The Governor-General’s Literary Award for Nonfiction, for which the shortlist will be announced Oct. 2, has achieved less gender balance, having been won by a woman only four times in the past 20 years.

Asked about the dominance of personal stories on an all-female list, Thapa said, “I’m not trying to essentialize what women write and what men write, but I think along with the rise of the memoir and the rise of the personal voice [in journalism] has been this space for a more passionate kind of writing.”

The nominees are:

Tuscarora writer Alicia Elliott’s debut author status on the list belies the significant impact she has made on the world of Canadian literature in a short time. Elliott was the recipient of the 2018 RBC Taylor Emerging Writer Award, and is known for her outspoken stance on injustices and inequities in Canada and in its literary community in particular. Elliott is nominated for her bestselling book A Mind Spread Out on the Ground (Doubleday Canada), in which she asks questions about the treatment of Indigenous people in North America through a series of personal and polemical essays that share intimate details of her own life and experience with inter-generational trauma.

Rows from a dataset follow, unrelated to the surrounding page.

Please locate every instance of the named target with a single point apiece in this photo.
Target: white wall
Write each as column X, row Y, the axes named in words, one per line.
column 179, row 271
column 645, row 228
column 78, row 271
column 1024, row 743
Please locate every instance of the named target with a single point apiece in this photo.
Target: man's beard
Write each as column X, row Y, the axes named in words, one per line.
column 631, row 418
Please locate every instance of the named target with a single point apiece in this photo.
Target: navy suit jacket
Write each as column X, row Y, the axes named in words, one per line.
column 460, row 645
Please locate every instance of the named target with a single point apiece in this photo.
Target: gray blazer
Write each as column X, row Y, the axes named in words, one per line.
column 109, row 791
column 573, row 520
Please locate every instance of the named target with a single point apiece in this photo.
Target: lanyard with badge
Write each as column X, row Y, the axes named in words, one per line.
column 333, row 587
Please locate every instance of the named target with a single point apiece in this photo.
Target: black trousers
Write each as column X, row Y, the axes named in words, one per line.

Reuters reporter Anna Mehler Paperny also plumbs some dark personal depths in Hello I Want to Die Please Fix Me: Depression in the First Person (Random House Canada), a debut memoir about living with depression. Having survived a suicide attempt in her 20s, Mehler Paperny used her journalist’s skills to understand the disease: her personal story is entwined with interviews with leading medical professionals from across North America.

The third debut on the list comes from Jenny Heijun Wills, who is nominated for Older Sister. Not Necessarily Related: A Memoir (McClelland & Stewart). Born in Korea, Heijun Wills was adopted into a white Canadian family as an infant. Written as a series of fragments, this memoir of connecting with her birth family as an adult asks essential, uncomfortable questions about adoption across cultural and ethnic boundaries. For Wills, the short list announcement brings a particular boost. Her book is published Tuesday.

Ayelet Tsabari is nominated for The Art of Leaving: A Memoir (HarperCollins Publishers). Tsabari has won international acclaim for her short stories but this memoir-in-essays about self-exile from her Mizrahi Jewish roots is her first work of nonfiction.

And Talaga is nominated for her Massey Lecture, All Our Relations: Finding the Path Forward (House of Anansi Press). Talaga’s book explores the high rates of youth suicide in Indigenous communities around the world. She was shortlisted for this award in 2017 for Seven Fallen Feathers: Racism, Death and Hard Truths in a Northern City, for which she also won the RBC Taylor Prize.

The 2019 Hilary Weston Prize shortlist was selected by Thapa as well as fellow jurors Ivan Coyote and Trevor Herriot from 99 submissions. Each finalist receives $5,000. The winner receives $60,000.

The winner, along with the winners of six other awards for Canadian literature, will be announced at the Writers’ Trust Awards in Toronto on Nov. 5.